Carmen, who is Australian by birth, explains her connection to Market Harborough History through her family history. She tells of her lively and devil-may-care ancestors, the Conquest Boys, who were well known in the town in the early 19th century for their nefarious and illegal activities which eventually led them to be transported to the colonies.Cynthia Brown – ‘The Price of Principle: Some Episodes of Passive Resistance in Leicester and Harborough’.Many people broke the law in Leicestershire in the 19th and early 20th centuries, but only a minority did on a matter of principle.
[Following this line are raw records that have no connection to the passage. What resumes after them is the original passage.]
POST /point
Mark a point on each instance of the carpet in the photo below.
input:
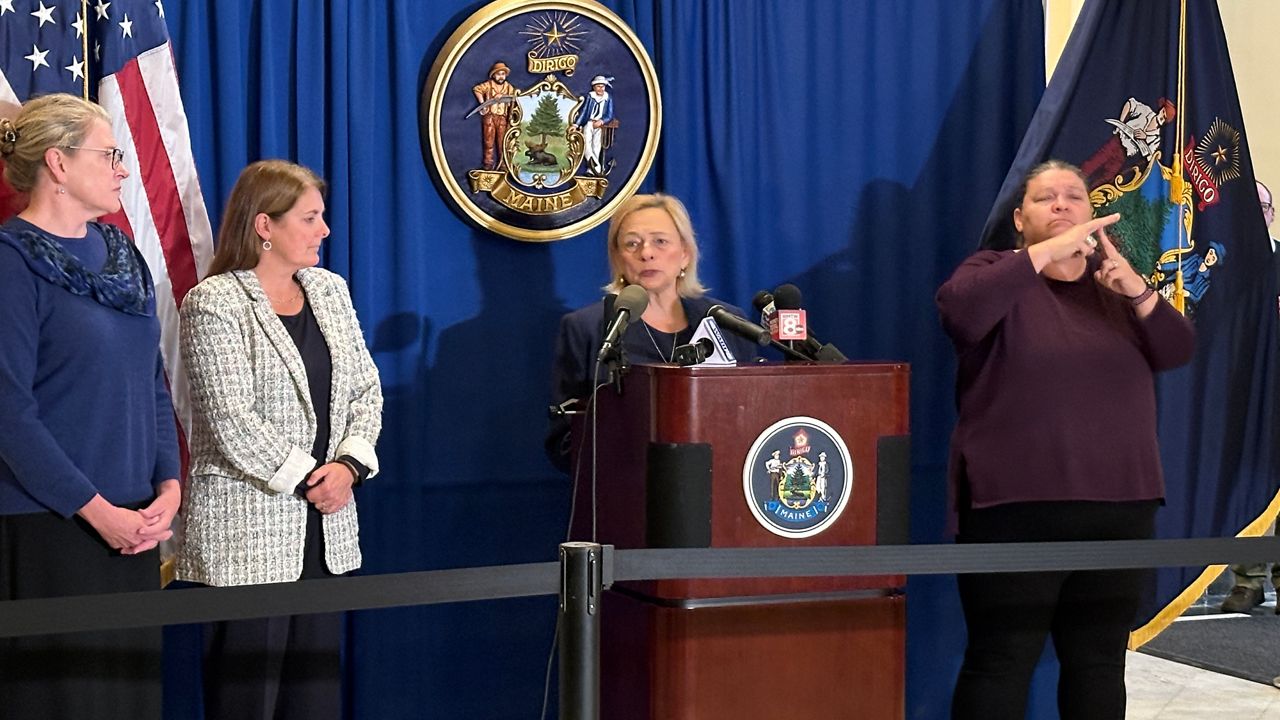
(1243, 646)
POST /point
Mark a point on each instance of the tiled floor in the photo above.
(1160, 689)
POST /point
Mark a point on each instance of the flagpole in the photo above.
(85, 48)
(1179, 172)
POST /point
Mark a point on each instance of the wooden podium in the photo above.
(682, 458)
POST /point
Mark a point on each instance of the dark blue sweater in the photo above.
(83, 401)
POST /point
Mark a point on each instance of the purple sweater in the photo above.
(1055, 384)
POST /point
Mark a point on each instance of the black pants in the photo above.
(277, 668)
(1088, 613)
(105, 674)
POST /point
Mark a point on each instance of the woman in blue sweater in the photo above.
(88, 455)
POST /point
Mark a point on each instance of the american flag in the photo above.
(119, 51)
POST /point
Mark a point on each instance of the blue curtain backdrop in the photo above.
(849, 146)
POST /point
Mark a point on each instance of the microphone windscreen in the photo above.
(760, 300)
(787, 297)
(632, 299)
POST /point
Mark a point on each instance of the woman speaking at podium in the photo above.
(652, 246)
(1057, 345)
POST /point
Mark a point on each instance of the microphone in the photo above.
(791, 318)
(694, 352)
(787, 297)
(763, 304)
(737, 326)
(629, 305)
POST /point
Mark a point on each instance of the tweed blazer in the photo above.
(254, 425)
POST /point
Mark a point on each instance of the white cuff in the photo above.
(296, 469)
(361, 450)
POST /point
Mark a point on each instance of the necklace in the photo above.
(668, 358)
(287, 300)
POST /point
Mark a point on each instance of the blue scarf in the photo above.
(124, 282)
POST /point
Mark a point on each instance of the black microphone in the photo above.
(629, 305)
(764, 305)
(789, 297)
(694, 352)
(737, 326)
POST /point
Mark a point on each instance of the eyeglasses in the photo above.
(632, 245)
(115, 153)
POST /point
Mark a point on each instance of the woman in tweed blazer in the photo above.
(287, 410)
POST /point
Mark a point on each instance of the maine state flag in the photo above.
(1144, 101)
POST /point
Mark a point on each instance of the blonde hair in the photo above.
(268, 186)
(686, 286)
(50, 121)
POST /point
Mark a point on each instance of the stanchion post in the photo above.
(581, 584)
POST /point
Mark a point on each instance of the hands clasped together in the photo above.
(135, 531)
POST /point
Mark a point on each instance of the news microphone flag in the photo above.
(1144, 101)
(790, 326)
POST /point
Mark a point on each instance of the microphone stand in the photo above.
(616, 360)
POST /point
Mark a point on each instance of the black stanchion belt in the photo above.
(369, 592)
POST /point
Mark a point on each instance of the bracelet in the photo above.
(1141, 297)
(355, 474)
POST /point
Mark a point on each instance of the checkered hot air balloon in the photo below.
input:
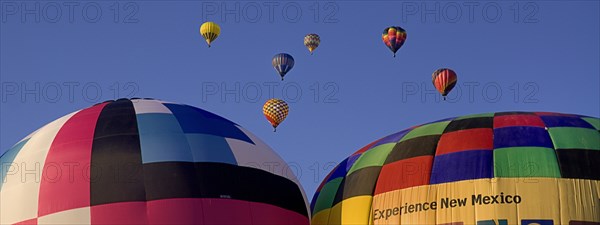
(210, 31)
(492, 168)
(312, 41)
(394, 38)
(275, 111)
(144, 161)
(283, 63)
(444, 80)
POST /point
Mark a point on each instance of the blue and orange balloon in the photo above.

This talk will focus on two examples that Harborough had in common with Leicester: opposition to compulsory smallpox vaccination and to the 1902 Education Act. It will also look at an episode unique to Leicester, in the prosecution in 1932 of street sellers of bananas and celery.David Bell – ‘Leicestershire Murders’

David Bell, Leicestershire writer, will talk about the hanging of Earl Ferrers for murder in 1760, and the first use of DNA to solve a murder in 1987. He will mention the gibbet post still to be seen at Bilstone, near Twycross, where body of the wrestler Topsy Turvey was suspended for 18 years. He will tell of three young Coalville miners executed in Leicestershire’s last triple hanging, when the authorities couldn’t decide which of them was guilty. Peppermint Billy will also make an appearance.

Alan Langley – ‘County and Local Militias of Leicestershire and Northamptonshire 1757-1850’. Alan is a long serving member of the Historical Society and a regular contributor to the Harborough Historian. Before the establishment of a nationwide police force county militias and volunteers were the principal forces used to put down any serious unrest. Alan examines their origin and formation and provides examples of their activities in putting down the Cheese Riot of 1766 and the ‘Barrow Butchery’ of 1795 among many incidents.